Friday, November 19, 2004

Column by Anne Applebaum of The Washington Post

Dear Colleagues:

I recently read a column in The Washington Post by Anne Applebaum, The Post writer who won the 2004 Pulitzer Prize for nonfiction for GULAG: A History. Applebaum’s column relates to our latest war, in Iraq. It is so trenchant that I have attached it so that readers of this blog, most of whom may not see The Post, will have a chance to read it.*

*If you wish to respond to this email/blog, please email your response to me at velvel@mslaw.edu. Your response may be posted on the blog if you have no objection; please tell me if you do object.

A German Lesson for Remaking Iraq
By Anne Applebaum
Wednesday, November 10, 2004;
Page A27

Yesterday Germans celebrated the 15th anniversary of the fall of the Berlin Wall. Or, to put it differently, yesterday Germans marked 15 years of what has been the most peaceful, most comfortable, most orderly transition from totalitarianism to democracy ever -- the polar opposite of the transition now taking place (if it is taking place) in Iraq. There was no violence, no unrest. There was no looting or pillaging.

There wasn't even much shouting. In fact, the odd thing about Berlin, 15 years ago this evening, was how quiet it was. When I arrived in the city, after driving all day and much of the night, the champagne corks had all been popped. There was a big, tipsy crowd of West Germans sitting on a small section of the Wall near the Brandenburg Gate, occasionally taunting the guards, but not doing much else. There were East Germans milling around McDonald's in West Berlin, looking scared. The eastern half of the city was eerily dark.

I was not the only one who found it odd. At a dinner given in her honor this week, Marianne Birthler, a former East German dissident who runs the archives of the Stasi, the East German secret police, agreed that, in retrospect, the peace that followed the fall of the Wall seems almost incomprehensible. By way of illustration, she told the story of a woman in Mecklenburg who learned, after the Wall fell, that the citizens of other East German towns had occupied their local Stasi headquarters. Since everyone else in Mecklenburg was otherwise occupied -- people still had to go to work, take care of children, clean the house -- the woman walked up to her local Stasi headquarters alone, knocked on the door, and said she would like to occupy the building. The guard solemnly handed over his pistol, gave her the keys and let her in.

In the years afterward, the West German government built on the peaceful revolution with an unprecedented transfer of wealth. The East Germans received roads, infrastructure, welfare benefits and investment. While the rest of Eastern Europe struggled with new constitutions, amateurish bureaucrats and fly-by-night political parties, East Germans were simply handed the West German legal system, the West German political system and the West German civil service on a plate.

And yet despite all of that, there are those who feel, more strongly than ever, that the transition has been disastrous. As Birthler put it, the "honeymoon" is long over -- if it ever started. Fifteen years later, not only do easterners feel disenfranchised, nearly one in five tells pollsters that they wish the Wall had never come down. East Germany remains poorer, unhealthier and unhappier than the western half of the country. East Germans remain more prone to political extremism. The neo-communist political party has recently made a stunning comeback in regional elections, and neo-Nazi parties do well in the East too.

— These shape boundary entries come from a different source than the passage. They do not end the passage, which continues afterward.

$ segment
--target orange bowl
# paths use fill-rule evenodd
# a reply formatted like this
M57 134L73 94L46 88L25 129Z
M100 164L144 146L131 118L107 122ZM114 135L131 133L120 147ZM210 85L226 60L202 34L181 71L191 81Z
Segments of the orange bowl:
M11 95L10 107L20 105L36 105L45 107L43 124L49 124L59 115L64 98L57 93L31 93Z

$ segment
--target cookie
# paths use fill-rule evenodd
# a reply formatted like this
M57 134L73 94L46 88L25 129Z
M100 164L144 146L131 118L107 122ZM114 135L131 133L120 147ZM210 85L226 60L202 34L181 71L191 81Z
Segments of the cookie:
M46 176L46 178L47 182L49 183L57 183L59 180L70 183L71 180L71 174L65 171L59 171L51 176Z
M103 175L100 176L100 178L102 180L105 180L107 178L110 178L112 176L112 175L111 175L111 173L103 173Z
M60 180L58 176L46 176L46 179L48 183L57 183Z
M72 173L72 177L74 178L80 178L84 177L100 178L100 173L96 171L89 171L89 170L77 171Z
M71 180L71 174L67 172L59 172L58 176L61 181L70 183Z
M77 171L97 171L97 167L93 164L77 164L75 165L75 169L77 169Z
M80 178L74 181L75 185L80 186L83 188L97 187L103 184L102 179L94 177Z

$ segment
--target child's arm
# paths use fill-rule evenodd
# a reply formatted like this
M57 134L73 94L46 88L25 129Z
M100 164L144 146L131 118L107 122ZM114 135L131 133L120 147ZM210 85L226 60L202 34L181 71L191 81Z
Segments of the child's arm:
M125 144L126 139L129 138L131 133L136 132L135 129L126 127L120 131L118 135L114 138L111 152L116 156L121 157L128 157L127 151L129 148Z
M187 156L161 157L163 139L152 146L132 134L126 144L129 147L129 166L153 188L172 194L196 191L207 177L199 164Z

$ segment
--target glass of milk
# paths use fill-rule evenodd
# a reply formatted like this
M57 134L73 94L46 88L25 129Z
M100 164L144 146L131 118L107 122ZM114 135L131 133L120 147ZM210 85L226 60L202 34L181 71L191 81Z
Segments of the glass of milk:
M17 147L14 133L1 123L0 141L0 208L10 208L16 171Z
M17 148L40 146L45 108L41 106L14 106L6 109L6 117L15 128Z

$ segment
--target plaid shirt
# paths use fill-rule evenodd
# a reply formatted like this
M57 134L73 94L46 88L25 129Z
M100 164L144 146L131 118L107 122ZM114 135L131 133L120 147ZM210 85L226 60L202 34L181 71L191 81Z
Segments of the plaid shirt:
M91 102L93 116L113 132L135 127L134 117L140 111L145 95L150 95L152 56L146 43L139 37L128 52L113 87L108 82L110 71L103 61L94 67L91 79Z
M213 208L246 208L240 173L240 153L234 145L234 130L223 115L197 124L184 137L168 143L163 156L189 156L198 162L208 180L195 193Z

The lesson of the East German transition after 15 years should, in other words, be phrased as a warning: Even if it is possible to get every political and economic element right, even if it is possible to avoid violence entirely, the psychological transition to liberal democracy from a regime ruled by fear is one that takes at least one generation, if not two. Few people are able to walk from a closed society into an open one without self-doubt and discomfort. Few people find it easy to readjust their thinking overnight, even if they want to. Few people are able to look at themselves in the mirror, tell themselves that the first few decades of their lives were all a bad mistake, and go out and start living new lives according to new rules. It was no accident, a wise teacher once told me, that God made the Israelites wander in the desert for 40 years before bringing them to the promised land: That was how long it would take them to unlearn the mental habits of Egyptian slavery.

In a week in which U.S. and Iraqi soldiers are fighting one of the bloodiest and most difficult battles of the whole Iraqi conflict, it doesn't sound terribly comforting to write that "these things take a long time." But they do, and for Americans accustomed to fast results, it can't be repeated often enough: East Germany is proof that it is possible to do everything right and still leave millions of people feeling cheated by liberation many years later. I don't know whether Iraq will ever be a "success," but even if it is, we may not know for several decades. If it was a grave misjudgment to ignore that fact before the Iraqi war began, it would be no less catastrophic to do so now.